How Young is “Too Young”?
Even with all this great advice, surely there must be an age that is simply “too young.” That age is actually much younger than many would suspect.
“I actually think you can be quite young and still have a meaningful visit to an art museum,” Williams said. “I have a 2-year-old and a 4-year-old, both of whom love museums and regularly recall things they’ve seen.”
Williams said her youngest child “was recently enamored with a Buddha figurine he saw at an art museum, and when playing with a dress-up crown recently, pretended he was the Buddha.”
Such creative imagining would not have happened had he not been exposed to the Mississippi Museum of Art.
“That absolutely is a result of an art museum visit,” she said, “so in my mind, it’s never too early. Who knows what it will do to their imaginations.”
Why Museums Matter
Williams summarizes why exposing kids to art not only enhances their imaginations, but also can exercise the mental muscles that give kids a greater attention span.
“Just like we emphasize literacy skills in reading and writing,” she explained, “we should be equally concerned with developing visual literacy skills. Research shows that the earlier you start, the better your ability to understand and appreciate complex works of art.”
“Especially in a time when we as a society encounter so much visual stimuli,” she added, “the ability to sit, focus, and appreciate an original work of art is increasingly urgent.”
Kara Martinez Bachman is an author, journalist, editor, and parent of two teens who visited art museums as young kids. Her book of humor essays on parenting and relationships, “Kissing the Crisis” — described at Huffington Post as “Delightful” — is available in select bookstores, from KaraMartinezBachman.com, or via Amazon.com.
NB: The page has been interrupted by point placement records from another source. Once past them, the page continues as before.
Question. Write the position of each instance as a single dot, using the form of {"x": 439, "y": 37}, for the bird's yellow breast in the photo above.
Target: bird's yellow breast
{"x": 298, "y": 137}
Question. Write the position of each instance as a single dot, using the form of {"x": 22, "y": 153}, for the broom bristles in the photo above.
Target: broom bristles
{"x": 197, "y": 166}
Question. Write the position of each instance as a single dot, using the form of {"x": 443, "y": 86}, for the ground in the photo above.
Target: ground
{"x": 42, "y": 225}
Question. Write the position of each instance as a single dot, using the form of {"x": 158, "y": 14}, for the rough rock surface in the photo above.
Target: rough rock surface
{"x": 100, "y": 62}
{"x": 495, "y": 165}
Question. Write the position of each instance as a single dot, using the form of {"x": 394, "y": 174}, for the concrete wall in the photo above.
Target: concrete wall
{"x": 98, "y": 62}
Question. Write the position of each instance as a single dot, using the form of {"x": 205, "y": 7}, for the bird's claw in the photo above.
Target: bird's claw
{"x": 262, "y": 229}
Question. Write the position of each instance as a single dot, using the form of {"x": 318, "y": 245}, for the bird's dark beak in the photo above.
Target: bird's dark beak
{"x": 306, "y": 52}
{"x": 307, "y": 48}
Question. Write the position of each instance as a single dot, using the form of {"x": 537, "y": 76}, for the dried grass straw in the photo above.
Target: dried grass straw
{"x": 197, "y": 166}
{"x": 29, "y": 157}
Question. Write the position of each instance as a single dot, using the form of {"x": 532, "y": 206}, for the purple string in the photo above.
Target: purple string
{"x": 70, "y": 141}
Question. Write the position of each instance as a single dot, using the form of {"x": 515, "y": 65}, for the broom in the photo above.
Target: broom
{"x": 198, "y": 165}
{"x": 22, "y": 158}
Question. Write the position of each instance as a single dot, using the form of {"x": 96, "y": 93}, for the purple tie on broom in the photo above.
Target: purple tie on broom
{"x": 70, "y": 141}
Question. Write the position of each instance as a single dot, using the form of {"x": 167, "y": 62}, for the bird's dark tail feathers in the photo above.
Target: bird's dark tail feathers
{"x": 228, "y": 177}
Helpful Tips for Parents — Get Your Kids Interested In Art and History
Elizabeth Williams, Director of Interpretation for the Mississippi Museum of Art, has a few suggestions for engaging children:
- Don’t try to see everything; focus instead on just a few works of art. “This way,” Williams said, “they’llactually remember what they’ve seen as opposed to the ‘cramming’ approach, which often means they will get bored and not remember anything.”
- Ask questions that encourage looking closely at art. “Artists spend a lot of time creating works of art,” Williams said, “and we typically spend just a few seconds looking. If you sit and look, you’ll be amazed at what kidsnotice.”
- Make it clear that there are no right answers! “Adults, especially with art, sometimes feel like they should know something about a work of art,” Williams explained. “It’s ok not to have all of the answers.”
- Bring a pencil and paper. “Almost every museum allows a pencil and paper inside the museum galleries,” Williams said, “which can be a huge help in allowing your child to be active. Drawing and writing stories in the galleries are really wonderful ways to get kids looking. Bring your own, or check in at the front desk for pencil and paper that you can use in the galleries.”